実際に、納入後に未検出の寸法ズレや表面異常が発覚することが少なくありません。

サプライヤー担当者の「現場観察力」を見抜く

優秀なサプライヤー担当者は、AI検査の運用状況だけでなく、「どれだけ現場を歩き、違和感を見つけているか」「属人的な気づきがどう共有されているか」をよく観察しています。
バイヤー自身も、現地監査や打ち合わせの際、AI導入範囲だけでなく「アナログな品質チェック」の現状についても確認することが肝要です。

設備や帳票が新しければ安心という時代は終わりつつあります。
真の意味で安定調達・持続的品質改善を実現するためには、「アナログな感性」を過小評価しないことが、現代のバイヤーに求められています。

現場から見た「未来の品質保証」―AIと人力の最適な共存

これからの工場は“アナログ力”をどう磨くか

AIによる自動化、省力化は今後ますます加速していきますが、AIには絶対に越えられない壁が存在します。
それは「実物対象の微妙な違和感」や「根拠のない危機感」など、理屈や数値だけでは現れない属人的な“気づき”の力です。

現代工場の理想的な形は「AIで検出できる範囲を極限まで広げる」と同時に、「データ化されていない異常を現場の目(五感)で見抜く」体制を二重に構築することです。
特に現場では、以下のような実践が肝心です。

  • 熟練工の経験知を定期的に言語化・データ化してAIシステムにフィードバックする
  • 「直感的な違和感」に反応した場合のフロー(記録・報告・検証)を設ける
  • 目視・触感サンプリングやラインウォークなど、人のチェックをルーチン化する

昭和的な現場文化こそ、これからのDX・スマートファクトリーと融合させるべき価値ある無形資源です。

「違和感」を評価する仕組みづくり

先進的な現場の一部では、「AI検出漏れ」をカバーするため、担当者が見つけた小さな違和感や変化を集めてナレッジ化し、定期的に全員でレビューする取り組みがなされています。
搬送音の変化や微振動の増加、部品の消耗具合の“気持ち悪さ”など、感覚的な情報を組織で共有し続けることで、「未然に防げる不良」を飛躍的に増やしています。
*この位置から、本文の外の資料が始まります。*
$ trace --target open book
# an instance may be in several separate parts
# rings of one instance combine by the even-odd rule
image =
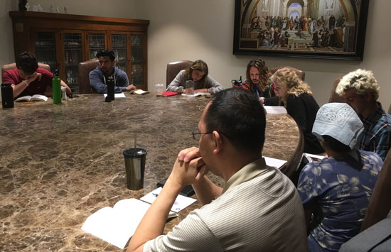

「違和感を持った人」を評価・称賛する文化を育てることが、現場の実践力と問題発見力を高め、結果的にAIにも負けない“人間の強み”の発展につながります。

まとめ — これからの品質保証と調達の基本戦略

AIが急速に普及し、効率化とスピード優先の業界動向が進む中、「人間が持つ微妙な品質異常検知力」がますます重要になっています。
技術革新を盲信するのではなく、アナログな知恵・現場の感性を軽視しない姿勢が、結果として製造業・調達・品質保証全ての現場に持続的な進化をもたらします。

バイヤーの皆さんには、サプライヤー選定や現場監査の際、「AIの導入状況」だけでなく、「未検出異常にどう備えているか」「現場に違和感を拾う仕組みがあるか」をしっかりヒアリングしていただきたいと思います。

サプライヤー各位は、自社の現場における“感性”をどうAIと共存させていくかを、真剣に問い直す必要があります。
昭和から続くアナログ文化は、決して忌むべき遺物ではありません。
それこそが、真に強い品質保証の基礎として、これからの製造業の未来を支える礎となるのです。